I am fortunate to say that I had a very healthy and complication-free pregnancy, which I credit in part to my wanting to do all that I could possibly do to give my baby the very best start…exercising, eating healthy, reducing stress, getting enough rest, etc. Also in wanting my baby to be the healthiest he could be, it was no question to me that I wanted my baby to be born full-term (39 Weeks) and that I wanted my labor to begin on its own. Of course, you never know what may happen, so I did my research and attended a childbirth class to learn about possible pregnancy complications, reasons for interventions, medications during pregnancy, and more. I wanted to be well-informed and aware of my options and any risks they may pose to me or my baby so in the case something were to go not as planned, I would be prepared to make the decision considered best for me and my baby. It was also important to me to have a birth plan and make sure my provider of care was on the same page as me.
On August 20, 2011, my baby was born full-term (a day or two shy of his due date), weighing in at 8lbs. 11oz, and he was definitely worth the wait!
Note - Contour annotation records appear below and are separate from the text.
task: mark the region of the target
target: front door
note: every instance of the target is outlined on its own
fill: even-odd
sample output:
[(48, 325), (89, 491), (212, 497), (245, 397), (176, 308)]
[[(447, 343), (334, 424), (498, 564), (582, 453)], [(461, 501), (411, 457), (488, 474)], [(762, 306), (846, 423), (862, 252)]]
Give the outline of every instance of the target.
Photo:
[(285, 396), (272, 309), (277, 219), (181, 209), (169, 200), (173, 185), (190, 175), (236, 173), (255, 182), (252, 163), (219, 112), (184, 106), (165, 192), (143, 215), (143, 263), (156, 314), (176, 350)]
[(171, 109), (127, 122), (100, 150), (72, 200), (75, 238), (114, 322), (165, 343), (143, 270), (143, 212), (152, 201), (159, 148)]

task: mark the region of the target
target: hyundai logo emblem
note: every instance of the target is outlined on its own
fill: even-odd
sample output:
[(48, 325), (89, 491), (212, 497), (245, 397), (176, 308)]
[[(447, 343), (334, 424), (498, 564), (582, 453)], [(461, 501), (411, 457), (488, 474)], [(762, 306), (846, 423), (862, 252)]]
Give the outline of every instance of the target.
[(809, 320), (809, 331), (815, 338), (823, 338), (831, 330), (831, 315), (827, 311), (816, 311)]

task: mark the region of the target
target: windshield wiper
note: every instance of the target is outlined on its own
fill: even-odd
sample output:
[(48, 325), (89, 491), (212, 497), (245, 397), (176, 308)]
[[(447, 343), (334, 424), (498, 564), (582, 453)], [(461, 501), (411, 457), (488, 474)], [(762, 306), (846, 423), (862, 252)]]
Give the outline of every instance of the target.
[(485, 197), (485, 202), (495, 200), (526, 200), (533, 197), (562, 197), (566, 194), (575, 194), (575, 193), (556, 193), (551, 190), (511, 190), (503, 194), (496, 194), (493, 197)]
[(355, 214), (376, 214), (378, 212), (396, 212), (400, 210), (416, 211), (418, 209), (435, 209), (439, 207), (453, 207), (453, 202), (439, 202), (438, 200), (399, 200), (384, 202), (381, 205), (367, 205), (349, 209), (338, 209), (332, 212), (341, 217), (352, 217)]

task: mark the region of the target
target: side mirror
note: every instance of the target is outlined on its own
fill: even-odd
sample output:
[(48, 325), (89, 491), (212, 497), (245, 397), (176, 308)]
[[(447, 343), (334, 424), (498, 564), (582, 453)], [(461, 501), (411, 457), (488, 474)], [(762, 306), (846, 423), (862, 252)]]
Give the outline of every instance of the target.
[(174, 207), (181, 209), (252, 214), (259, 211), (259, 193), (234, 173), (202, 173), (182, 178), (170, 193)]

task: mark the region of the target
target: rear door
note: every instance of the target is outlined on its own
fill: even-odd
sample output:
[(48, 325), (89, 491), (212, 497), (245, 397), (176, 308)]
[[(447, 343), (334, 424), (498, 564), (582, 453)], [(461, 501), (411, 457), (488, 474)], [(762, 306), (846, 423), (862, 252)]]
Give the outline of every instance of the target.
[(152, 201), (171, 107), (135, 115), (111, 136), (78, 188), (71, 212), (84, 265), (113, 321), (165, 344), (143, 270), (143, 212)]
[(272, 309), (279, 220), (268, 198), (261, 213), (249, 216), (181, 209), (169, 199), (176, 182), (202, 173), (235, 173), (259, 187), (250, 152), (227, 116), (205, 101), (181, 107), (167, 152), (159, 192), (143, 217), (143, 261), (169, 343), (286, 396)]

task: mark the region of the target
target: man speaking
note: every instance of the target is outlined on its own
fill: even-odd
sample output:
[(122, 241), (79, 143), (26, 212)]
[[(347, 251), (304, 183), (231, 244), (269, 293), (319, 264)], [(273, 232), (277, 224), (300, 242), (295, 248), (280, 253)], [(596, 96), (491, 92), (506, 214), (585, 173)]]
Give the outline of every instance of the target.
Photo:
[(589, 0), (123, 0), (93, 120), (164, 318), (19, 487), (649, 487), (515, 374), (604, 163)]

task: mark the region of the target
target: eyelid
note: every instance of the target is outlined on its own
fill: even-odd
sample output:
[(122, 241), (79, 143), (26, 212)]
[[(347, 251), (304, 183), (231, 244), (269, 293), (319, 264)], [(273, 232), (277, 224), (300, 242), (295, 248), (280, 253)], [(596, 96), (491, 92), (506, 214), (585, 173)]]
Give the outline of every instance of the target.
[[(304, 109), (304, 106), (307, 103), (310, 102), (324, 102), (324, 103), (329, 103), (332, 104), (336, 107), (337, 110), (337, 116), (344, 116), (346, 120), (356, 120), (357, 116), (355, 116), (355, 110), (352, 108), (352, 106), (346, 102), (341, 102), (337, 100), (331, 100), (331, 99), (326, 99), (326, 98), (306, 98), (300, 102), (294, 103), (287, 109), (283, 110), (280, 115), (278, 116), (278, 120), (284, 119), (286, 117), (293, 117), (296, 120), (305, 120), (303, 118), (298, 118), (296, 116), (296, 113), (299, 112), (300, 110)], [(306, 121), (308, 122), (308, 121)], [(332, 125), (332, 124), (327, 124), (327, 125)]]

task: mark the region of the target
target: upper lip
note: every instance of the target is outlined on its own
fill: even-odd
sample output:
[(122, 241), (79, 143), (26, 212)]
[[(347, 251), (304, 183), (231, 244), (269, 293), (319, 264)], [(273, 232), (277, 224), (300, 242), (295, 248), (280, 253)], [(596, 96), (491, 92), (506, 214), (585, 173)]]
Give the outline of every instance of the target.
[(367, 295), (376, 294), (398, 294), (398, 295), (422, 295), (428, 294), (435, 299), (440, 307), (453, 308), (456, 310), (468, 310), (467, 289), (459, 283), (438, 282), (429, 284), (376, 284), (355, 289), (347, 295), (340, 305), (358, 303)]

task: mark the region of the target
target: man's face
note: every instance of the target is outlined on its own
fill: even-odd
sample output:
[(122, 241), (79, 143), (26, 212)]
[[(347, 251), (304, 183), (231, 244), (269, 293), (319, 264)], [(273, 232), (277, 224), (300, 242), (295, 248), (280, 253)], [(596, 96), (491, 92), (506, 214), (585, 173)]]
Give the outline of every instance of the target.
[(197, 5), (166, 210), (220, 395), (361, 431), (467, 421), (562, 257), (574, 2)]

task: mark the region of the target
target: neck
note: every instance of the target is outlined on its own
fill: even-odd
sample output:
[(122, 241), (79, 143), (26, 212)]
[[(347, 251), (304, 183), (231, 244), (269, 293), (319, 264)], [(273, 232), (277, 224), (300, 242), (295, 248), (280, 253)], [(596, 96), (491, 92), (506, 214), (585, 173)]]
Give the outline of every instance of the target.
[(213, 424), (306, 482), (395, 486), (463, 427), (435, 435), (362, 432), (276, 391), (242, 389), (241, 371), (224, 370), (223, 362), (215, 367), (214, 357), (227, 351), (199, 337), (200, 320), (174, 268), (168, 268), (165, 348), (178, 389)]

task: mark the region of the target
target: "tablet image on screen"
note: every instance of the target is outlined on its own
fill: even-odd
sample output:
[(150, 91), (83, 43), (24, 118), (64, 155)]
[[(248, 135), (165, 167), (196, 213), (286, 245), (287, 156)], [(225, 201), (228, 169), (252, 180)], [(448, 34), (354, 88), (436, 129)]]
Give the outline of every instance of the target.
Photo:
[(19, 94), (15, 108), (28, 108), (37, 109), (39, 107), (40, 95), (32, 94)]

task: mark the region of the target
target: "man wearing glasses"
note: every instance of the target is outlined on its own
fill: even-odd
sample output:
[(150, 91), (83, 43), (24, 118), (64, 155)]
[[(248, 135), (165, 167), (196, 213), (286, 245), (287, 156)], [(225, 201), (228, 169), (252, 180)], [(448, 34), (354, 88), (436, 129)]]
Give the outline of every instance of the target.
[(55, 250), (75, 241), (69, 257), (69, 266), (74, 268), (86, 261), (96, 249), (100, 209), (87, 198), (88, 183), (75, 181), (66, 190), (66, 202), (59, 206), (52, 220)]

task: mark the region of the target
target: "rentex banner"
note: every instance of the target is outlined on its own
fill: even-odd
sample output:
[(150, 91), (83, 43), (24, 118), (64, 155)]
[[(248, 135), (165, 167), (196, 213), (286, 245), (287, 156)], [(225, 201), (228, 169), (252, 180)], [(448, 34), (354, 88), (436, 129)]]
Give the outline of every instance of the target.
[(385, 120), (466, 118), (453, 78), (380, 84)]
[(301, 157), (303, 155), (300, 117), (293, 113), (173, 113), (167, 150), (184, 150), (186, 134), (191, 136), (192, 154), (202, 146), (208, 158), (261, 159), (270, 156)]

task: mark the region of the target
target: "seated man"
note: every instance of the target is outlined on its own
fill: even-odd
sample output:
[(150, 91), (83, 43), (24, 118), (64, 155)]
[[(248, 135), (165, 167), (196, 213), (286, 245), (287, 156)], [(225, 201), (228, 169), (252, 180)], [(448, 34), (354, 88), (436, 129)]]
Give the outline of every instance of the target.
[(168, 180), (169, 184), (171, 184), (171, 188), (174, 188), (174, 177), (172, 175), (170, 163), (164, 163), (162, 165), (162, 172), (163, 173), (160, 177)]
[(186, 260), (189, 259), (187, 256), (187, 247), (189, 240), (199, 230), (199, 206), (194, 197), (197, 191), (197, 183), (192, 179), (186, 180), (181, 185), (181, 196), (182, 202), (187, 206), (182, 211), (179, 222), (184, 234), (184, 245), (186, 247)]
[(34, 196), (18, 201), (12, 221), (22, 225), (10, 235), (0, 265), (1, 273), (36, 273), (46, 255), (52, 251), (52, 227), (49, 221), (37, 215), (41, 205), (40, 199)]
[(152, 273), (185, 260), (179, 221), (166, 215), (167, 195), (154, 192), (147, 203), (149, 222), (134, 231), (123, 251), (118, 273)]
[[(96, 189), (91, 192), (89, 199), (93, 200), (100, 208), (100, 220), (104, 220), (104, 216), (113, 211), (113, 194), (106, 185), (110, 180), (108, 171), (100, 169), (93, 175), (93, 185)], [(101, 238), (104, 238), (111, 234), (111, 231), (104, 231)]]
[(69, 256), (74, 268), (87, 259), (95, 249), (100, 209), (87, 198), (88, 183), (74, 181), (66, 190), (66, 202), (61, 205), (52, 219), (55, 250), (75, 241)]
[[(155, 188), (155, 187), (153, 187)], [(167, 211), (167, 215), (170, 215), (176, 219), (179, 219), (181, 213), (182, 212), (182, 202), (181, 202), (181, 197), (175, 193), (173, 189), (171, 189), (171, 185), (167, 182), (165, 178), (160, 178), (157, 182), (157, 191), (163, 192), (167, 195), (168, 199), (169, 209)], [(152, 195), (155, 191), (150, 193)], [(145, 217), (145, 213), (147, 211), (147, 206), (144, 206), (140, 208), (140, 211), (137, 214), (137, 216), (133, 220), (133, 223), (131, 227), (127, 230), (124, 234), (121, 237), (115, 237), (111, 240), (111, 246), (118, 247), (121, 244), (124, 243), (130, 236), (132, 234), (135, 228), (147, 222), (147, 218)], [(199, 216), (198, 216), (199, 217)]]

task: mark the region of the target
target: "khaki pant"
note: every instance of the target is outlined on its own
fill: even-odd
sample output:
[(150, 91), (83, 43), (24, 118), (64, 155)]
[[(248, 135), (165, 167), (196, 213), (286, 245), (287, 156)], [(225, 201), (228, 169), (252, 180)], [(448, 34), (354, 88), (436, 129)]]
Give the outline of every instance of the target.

I am proud to say my labor began on its own and I delivered medication and intervention-free at a birth center. I was fortunate that I didn’t have any medical complications during labor and no interventions were needed, and I know this is not always the case. From infancy to now toddlerhood, my “baby” has amazed me with his strength, good health, and intelligence. As a mom of such a healthy boy, I would encourage all moms-to-be to consider the importance of waiting 39 Weeks and letting labor begin on its own if there are no medical complications.”
Ashley Roussell is a Preconception Peer Educator and Chamberlain College of Nursing student. She shares her role in preventing infant mortality:
“As a Preconception Peer Educator, I want to raise awareness about Infant Mortality in our community. I would love to decrease the number of lives that are lost each year and to see more babies live past their 1st birthday. ”
The Preconception Peer Educator training is part of the Office of Minority Health’s “A Healthy Baby Begins With You” campaign, which began in 2007. The purpose of the program is to enlist college students as peer educators not only on college campuses but also in the community at large, to help disseminate essential preconception health messages.
During her time as a PPE, Ashley has recruited volunteers and presented safe sleep information to a day care. She is also part of the Jacksonville Infant Mortality Alliance, a collaboration between local PPEs and community organizations.
“I want to continue to educate and inform parents, grandparents, community leaders and health care workers in the Greater Jacksonville area.”